“Nas” tartışmalarına yeni bir katkı: Peygamberimiz (s.a.s) diyor ki; ALLAH’IN HÜKMÜYLE HÜKÜM VERME! KENDİ HÜKMÜNÜ VER!

Nasları kendimize göre anlayıp uyguladığımızda hiç hata yapmaz mıyız? Nas varsa, biz hep haklı mıyız, hep doğru muyuz?
Burada unuttuğumuz bir şey var.  Anlayan ve uygulayan aciz ve kusurlu bir insandır. Daha önceki yazılarda “nas” kavramının nasıl anlaşılması gerektiği hususunda bazı bilgilere yer vermiştik. Şimdi ise bir hadis-i şerifi aktararak, meselenin daha iyi anlaşılmasına katkıda bulunmaya çalışalım.

Peygamberimizin (s.a.s), savaşa gidecek bir ordunun veya küçük bir birliğin başına komutan tayin ettiği zaman, o komutana ve ordudaki Müslümanlara nasihatlerde bulunduğu ve Allah’tan (c.c.) korkmalarını tavsiye ettiği bilinmektedir.
O nasihatlerden biri şöyledir:

Bir kaleyi kuşatıp da oranın ahalisi senden Allah ve resulü adına antlaşma yapmanızı isterse bunu kabul etme! Kendin ve arkadaşların adına antlaşma yap! Zira kendinin veya arkadaşlarının taahhüdünü ihlâl etmen Allah ve resulünün taahhüdünü ihlâl etmenden ehvendir (zararı daha azdır). Yine, bir kaleyi kuşatıp da oranın ahalisi senden kendileri hakkında Allah’ın hükmünü vermeni isterlerse, sakın onlar hakkında Allah’ın hükmünü verme! Kendi hükmünü ver! Çünkü Allah'ın onlar hakkındaki hükmüne isabet edip etmeyeceğini bilemezsin." (Müslim, “Cihâd”, 3. Ayrıca bkz. Tirmizi, “Siyer”, 48; “Diyet”, 14; Ebu Davud, “Cihad” 90)
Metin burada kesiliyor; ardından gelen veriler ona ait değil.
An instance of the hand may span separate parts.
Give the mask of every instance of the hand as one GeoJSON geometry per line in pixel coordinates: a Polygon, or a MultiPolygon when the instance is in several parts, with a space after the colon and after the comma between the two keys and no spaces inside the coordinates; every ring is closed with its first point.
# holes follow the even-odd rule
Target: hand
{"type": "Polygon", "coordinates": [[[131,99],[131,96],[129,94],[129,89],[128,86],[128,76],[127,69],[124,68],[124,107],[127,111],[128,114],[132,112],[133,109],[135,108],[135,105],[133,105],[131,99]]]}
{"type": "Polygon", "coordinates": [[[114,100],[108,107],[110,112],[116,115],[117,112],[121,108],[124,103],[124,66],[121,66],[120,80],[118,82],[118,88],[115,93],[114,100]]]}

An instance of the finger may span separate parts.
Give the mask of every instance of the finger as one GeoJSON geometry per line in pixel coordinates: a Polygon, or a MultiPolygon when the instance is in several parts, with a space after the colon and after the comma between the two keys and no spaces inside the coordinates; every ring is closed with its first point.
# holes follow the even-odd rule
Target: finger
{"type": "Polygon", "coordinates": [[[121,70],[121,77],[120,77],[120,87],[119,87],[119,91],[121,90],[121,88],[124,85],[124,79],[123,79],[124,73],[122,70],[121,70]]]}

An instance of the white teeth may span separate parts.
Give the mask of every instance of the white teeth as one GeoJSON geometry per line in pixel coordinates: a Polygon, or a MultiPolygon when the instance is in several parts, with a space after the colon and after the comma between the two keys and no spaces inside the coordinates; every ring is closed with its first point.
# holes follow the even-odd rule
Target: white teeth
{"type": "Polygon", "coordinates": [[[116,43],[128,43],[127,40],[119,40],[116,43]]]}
Hadisteki “… sakın onlar hakkında Allah’ın hükmünü verme! Kendi hükmünü ver!” ifadesini duyunca, sanırım, bazıları hayal kırıklığına uğradılar. Ve korkarım ki Peygamberimizi bile Allah’ın hükmünü uygulamamaya teşvik etmekle ve nassa karşı gelmekle suçlayacaklar.

Tavsiyem odur ki, dinî söylemde bulunanlar, öncelikle nas nedir, ictihad ve re’y nedir, dinî hükümleri uygulamada insanın rolü ve sorumluluğu nedir, bu konularda sağlıklı bir düşünceye sahip olsunlar.

Kısacası, Allah’ın hükmüyle hükmetmek, başka bir deyişle, nassı uygulamak iddiası tek başına bir meziyete sahip değildir. Dinî ilimlerin usul ve metodojisinden mahrum kalınırsa, tarihte Allah'ın hükmüyle hükmetme iddiasıyla ortaya çıkıp dünyayı zindana çevirenlerin hatalarına düşülmüş olur. Hariciler, Haşhaşiler, günümüzdeki din istismarcısı radikal örgütler... hep bu yanlıştan beslenmişlerdir.
Asıl meziyet ve maharet, bir beşer olan insanı Allah yerine koymadan, dinî ilkeleri hayata tatbik edebilme noktasında mütevazı bir duruşa sahip olabilmek, kusurlu ve aciz bir varlık olduğumuzu idrak edebilmektir. Aynen yukarıdaki hadiste ifade edildiği gibi.